Five years ago, few businesses embraced the cloud. In 2017, global cloud spend is set to increase by nearly 25 percent. Cloud computing is an intrinsic part of our lives at home and at work and it is driving digital transformations for forward-looking businesses.
But what does it mean for the workspace – the infrastructure, software, hardware and services employees use every day?
From the outside, enterprise desktop migration looks expensive and time-consuming. In reality, neither of these assumptions are true.
So let’s take a look at a day in the life of an enterprise both before and after workspace transformation:
The evolution of the workspace: enterprise desktop migration
Work happens everywhere. Employees access work apps and data from anywhere in the world and use them in real-time. The increasing demand for agility and accessibility is sculpting the next wave of enterprise software.
To meet these expectations, IT managers need to change their approach in three areas:
- Consumption – the use and deployment of apps
- Performance – the agility and scalability of software
- Security – the governance and accessibility of data
Enterprise IT executives expect 60 percent of workloads to run in the cloud by 2020. The flexibility of the cloud is accelerating app deployment, enabling end-users to access their enterprise desktop remotely via their own device.
Companies aren’t restricted by on-premise servers and infrastructure anymore. This lets them scale their Virtual Desktop Infrastructure (VDI) at any time to accommodate changing workplace demands e.g. on-boarding new staff or letting people work flexibly in a business continuity situation when regular offices are not available.
Employees are tied to one desktop, forced to wait until working hours to securely access files and data.
We live in an app economy. Smart device users expect to employ a service at the touch of a button. Transferred to the workspace, this culture is driving business growth.
Remaining agile is important and companies investing in the cloud are managing to burn through workloads faster and more efficiently than those reliant on legacy systems.
Self-service portals are also helping managers improve user support and reduce the burden on their IT team. By integrating with existing Active Directory infrastructure, these portals allow employees to reset passwords and access data independently, without stretching support staff.

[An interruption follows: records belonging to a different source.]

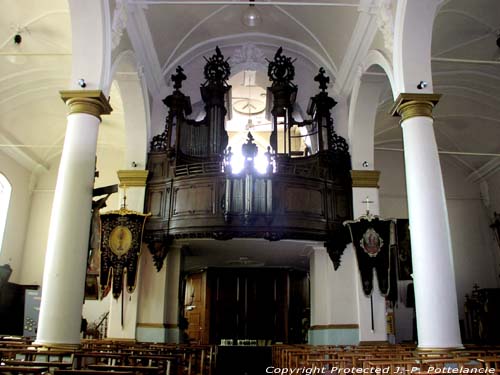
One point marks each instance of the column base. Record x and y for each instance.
(334, 334)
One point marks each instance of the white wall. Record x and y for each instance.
(472, 243)
(108, 162)
(17, 216)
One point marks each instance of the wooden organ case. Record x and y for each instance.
(193, 193)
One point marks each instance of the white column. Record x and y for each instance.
(123, 321)
(174, 259)
(333, 299)
(365, 185)
(67, 246)
(433, 274)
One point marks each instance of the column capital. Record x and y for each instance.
(133, 177)
(92, 102)
(409, 105)
(362, 178)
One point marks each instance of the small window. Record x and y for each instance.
(5, 190)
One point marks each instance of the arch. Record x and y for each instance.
(363, 107)
(91, 46)
(134, 97)
(5, 194)
(412, 44)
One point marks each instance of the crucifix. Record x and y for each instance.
(367, 201)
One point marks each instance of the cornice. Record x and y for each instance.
(133, 177)
(409, 105)
(92, 102)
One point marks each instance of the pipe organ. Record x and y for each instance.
(192, 191)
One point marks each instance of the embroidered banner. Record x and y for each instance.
(371, 237)
(121, 239)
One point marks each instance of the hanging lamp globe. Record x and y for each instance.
(251, 16)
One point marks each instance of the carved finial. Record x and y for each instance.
(278, 53)
(178, 78)
(322, 79)
(281, 70)
(217, 70)
(367, 201)
(249, 149)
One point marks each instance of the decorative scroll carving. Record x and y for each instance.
(159, 246)
(196, 195)
(217, 70)
(159, 142)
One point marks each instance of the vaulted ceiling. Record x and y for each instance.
(466, 66)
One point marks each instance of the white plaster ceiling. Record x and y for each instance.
(32, 116)
(466, 71)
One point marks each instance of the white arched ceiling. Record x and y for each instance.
(412, 44)
(32, 115)
(264, 47)
(91, 35)
(376, 70)
(135, 105)
(175, 29)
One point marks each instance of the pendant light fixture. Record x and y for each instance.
(251, 16)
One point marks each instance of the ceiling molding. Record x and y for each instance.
(466, 15)
(485, 171)
(359, 45)
(465, 72)
(30, 22)
(144, 48)
(466, 115)
(460, 88)
(463, 44)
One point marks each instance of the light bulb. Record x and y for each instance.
(251, 16)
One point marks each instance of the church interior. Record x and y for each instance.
(249, 186)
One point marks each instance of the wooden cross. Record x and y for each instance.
(367, 201)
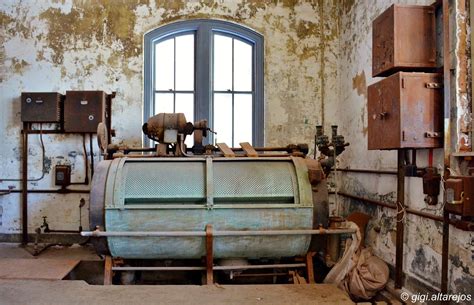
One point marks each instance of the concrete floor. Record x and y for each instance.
(78, 292)
(19, 292)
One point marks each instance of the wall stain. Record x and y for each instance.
(105, 21)
(359, 84)
(19, 66)
(426, 268)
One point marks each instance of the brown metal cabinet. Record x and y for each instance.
(405, 111)
(404, 39)
(84, 110)
(41, 107)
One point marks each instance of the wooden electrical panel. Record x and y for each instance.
(41, 107)
(404, 39)
(405, 111)
(84, 110)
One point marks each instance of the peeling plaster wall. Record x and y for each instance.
(315, 52)
(97, 45)
(423, 237)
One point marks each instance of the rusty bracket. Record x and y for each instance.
(433, 134)
(249, 150)
(434, 85)
(225, 150)
(209, 256)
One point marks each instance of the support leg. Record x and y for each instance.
(108, 270)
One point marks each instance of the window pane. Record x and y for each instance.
(223, 118)
(185, 62)
(242, 118)
(242, 66)
(185, 104)
(164, 103)
(222, 63)
(164, 65)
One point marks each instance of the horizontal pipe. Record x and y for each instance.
(460, 224)
(158, 268)
(258, 274)
(393, 206)
(56, 191)
(376, 202)
(246, 267)
(215, 233)
(367, 171)
(195, 268)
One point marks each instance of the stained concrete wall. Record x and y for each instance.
(317, 67)
(423, 237)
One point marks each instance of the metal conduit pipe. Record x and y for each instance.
(367, 171)
(215, 233)
(393, 206)
(196, 268)
(56, 191)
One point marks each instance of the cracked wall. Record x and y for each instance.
(423, 237)
(317, 67)
(97, 45)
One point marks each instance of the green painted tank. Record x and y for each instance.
(186, 194)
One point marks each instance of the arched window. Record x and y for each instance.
(207, 69)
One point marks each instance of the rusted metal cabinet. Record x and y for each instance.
(404, 39)
(41, 107)
(405, 111)
(460, 195)
(84, 110)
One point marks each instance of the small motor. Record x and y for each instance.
(165, 127)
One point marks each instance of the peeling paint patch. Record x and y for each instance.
(359, 84)
(425, 267)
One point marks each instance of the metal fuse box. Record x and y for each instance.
(460, 195)
(62, 175)
(403, 39)
(405, 111)
(84, 110)
(41, 107)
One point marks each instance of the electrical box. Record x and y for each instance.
(405, 111)
(41, 107)
(404, 39)
(84, 110)
(62, 175)
(460, 195)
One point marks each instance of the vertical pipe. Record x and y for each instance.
(400, 219)
(447, 140)
(24, 185)
(209, 255)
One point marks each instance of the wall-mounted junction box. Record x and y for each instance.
(62, 175)
(460, 195)
(41, 107)
(404, 39)
(405, 111)
(84, 110)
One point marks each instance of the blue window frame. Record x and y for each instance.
(208, 69)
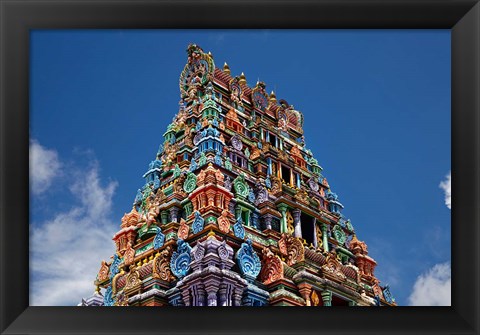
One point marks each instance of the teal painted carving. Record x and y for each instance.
(240, 186)
(180, 262)
(108, 298)
(248, 260)
(349, 225)
(198, 223)
(159, 239)
(339, 234)
(228, 164)
(251, 196)
(190, 183)
(177, 171)
(202, 160)
(218, 159)
(388, 295)
(193, 165)
(238, 229)
(114, 266)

Legacy servers are the only option for data storage and application. Workloads take days or even weeks to process and IT support is overrun by user requests.
To keep up with end-users and customers, IT managers are focusing on speed and delivery. SaaS packages such as Office 365 and Microsoft SharePoint offer scalable, enterprise-wide collaboration in real-time.
With The General Data Protection Regulation (GDPR) set to come into force on 25 May 2018, data governance is playing a crucial role in security and compliance processes. Companies are becoming more aware of the need for ubiquitous regulations and are employing the cloud to ensure safer data handling.
Mobile device management services like Microsoft Intune are enabling managers to secure corporate information at an app level. Rather than intrusively monitoring individual devices, enterprises are preventing breaches through one central application.
Identity access management is top of the agenda, dictating which employees can access confidential information at which times. Physical servers in cloud data centres are kept under heavy lock and key and data is encrypted in transit to prevent unauthorised access.
Leaky firewalls and unsecured servers leave data at risk of theft and tampering. Ungoverned user access and causal remote working practices make it near impossible to identify who has their hands on your most sensitive information.
Data security and identity management remain a concern for managers, especially in enterprises with BYOD policies. But, today, 64 percent of enterprises consider cloud infrastructure to be more secure than legacy systems.
The future’s bright, the future’s virtual
The cloud is already altering the workspace for the better, and enterprise desktop migration is becoming a must. By 2020, a corporate ‘no cloud’ policy will be as a rare as a ‘no-internet’ policy today, says Gartner. And by 2025, we believe that cloud-hosted VDIs will be more popular than today’s laptops and desktops.